K = S₆₀ − S₂₀/lg (60–20)

which is relatively small—0.3 to 0.37 mm. S is the subsidence at the 60th and 20th minutes.

After reaching the creep limit, the initial deformations increased significantly from 2.5 to 3.2 mm, almost 10 times, and the creep index increased from 1.12 to 2.5 mm, almost 4 to 8 times. In the first section of the test, the deformation modulus calculated on the basis of test data was 13 MPa, and the deformation modulus considering time was 7 MPa. At pressures exceeding the yield strength, these numbers are 1.5 MPa and 0.5 MPa.

The average shear strength of the undrained unconsolidated improved soil calculated based on the results was 0.087 MPa. However, the creep limit value of 135 kPa calculated by L. Jürgenson’s formula [19] is somewhat higher than the 120 kPa determined by the plate load test.

$$q_Y=\pi · c_u$$

$q_Y$—creep limit value.

$c_u$—undrained shear strength of soil.

5. Conclusions

Using kukersite oil shale ash to stabilize peat soils has been largely unsuccessful in studies published so far. However, the current study shows that excellent results can be achieved when the chemistry of the process is altered. For this purpose, two changes are necessary:

First, the pH of the mixture must be raised to over 13 to allow the retarding influence of humic acids to be eliminated.

Second, pozzolanic agents must be added to form the C–S–H phase which binds the organic fibers together and allows the organic fibers to function as a reinforcement.

Based on an experiment and tests, it can be said that the strength of the test embankment material is sufficient up to pressures of 100 kPa, and the arrangements accompanying its loading do not pose a threat to transport. The load-bearing capacity can be increased by using a geotextile, but this needs to be evaluated with corresponding plate load tests.

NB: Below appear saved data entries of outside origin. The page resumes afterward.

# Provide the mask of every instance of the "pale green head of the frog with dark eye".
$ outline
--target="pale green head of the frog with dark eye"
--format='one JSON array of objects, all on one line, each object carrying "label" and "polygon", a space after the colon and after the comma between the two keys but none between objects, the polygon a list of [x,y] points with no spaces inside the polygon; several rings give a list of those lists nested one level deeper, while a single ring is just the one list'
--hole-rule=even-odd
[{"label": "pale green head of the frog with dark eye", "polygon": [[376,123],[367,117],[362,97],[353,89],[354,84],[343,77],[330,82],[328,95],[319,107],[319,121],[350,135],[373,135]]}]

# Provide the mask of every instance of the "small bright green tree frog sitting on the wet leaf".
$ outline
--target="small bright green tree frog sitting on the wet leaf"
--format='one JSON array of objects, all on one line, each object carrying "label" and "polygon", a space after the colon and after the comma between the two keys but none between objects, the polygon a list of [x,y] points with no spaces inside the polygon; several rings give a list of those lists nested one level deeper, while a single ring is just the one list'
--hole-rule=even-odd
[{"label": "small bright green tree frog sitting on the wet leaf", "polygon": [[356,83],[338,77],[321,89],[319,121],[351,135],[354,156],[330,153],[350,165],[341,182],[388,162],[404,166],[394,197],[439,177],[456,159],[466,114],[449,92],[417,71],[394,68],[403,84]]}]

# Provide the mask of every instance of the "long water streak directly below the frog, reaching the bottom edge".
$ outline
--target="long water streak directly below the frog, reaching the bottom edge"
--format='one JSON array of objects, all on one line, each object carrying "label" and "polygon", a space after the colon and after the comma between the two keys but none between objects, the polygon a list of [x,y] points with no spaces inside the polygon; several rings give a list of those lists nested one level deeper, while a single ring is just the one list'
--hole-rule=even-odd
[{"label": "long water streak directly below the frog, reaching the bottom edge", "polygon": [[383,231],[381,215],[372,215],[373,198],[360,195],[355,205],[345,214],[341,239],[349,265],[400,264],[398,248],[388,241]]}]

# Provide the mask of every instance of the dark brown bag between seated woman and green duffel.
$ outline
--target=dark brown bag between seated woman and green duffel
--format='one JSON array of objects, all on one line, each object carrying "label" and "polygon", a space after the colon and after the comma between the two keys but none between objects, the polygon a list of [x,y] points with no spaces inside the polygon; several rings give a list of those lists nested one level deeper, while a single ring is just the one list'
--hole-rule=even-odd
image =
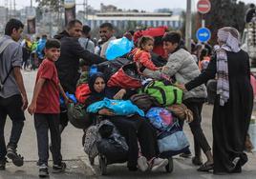
[{"label": "dark brown bag between seated woman and green duffel", "polygon": [[130,100],[133,104],[138,106],[139,109],[142,109],[145,112],[152,107],[160,107],[160,103],[156,100],[156,98],[148,94],[134,94],[131,96]]}]

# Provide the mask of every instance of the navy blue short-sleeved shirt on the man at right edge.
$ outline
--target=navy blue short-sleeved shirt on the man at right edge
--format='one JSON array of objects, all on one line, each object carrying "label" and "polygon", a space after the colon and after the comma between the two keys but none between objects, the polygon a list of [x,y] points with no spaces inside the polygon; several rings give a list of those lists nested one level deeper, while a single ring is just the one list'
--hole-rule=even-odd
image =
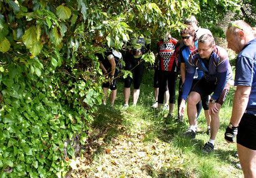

In any case, the achieved compression strength is sufficient for building roads with a moderate load capacity, such as roads serving natural reserves or military objects. The building costs of such roads are several times lower than those using traditional methods. For full-scale applications, a machine with a continuous mode of operation must be constructed. A matter of importance is also the significantly lower environmental impact of this method; the water regime of peat soils remains presumably unchanged, thus preventing GHG emissions and reducing negative impacts on biodiversity in comparison with traditional mass-stabilization methods. The tests were planned to be carried out sequentially in order to reach a satisfactory result with a minimum amount of time, labor, and material consumption. Each subsequent series of tests was based on the previous series, on the basis of which a limited number of test samples were selected for further studies; therefore, the results cannot be summarized.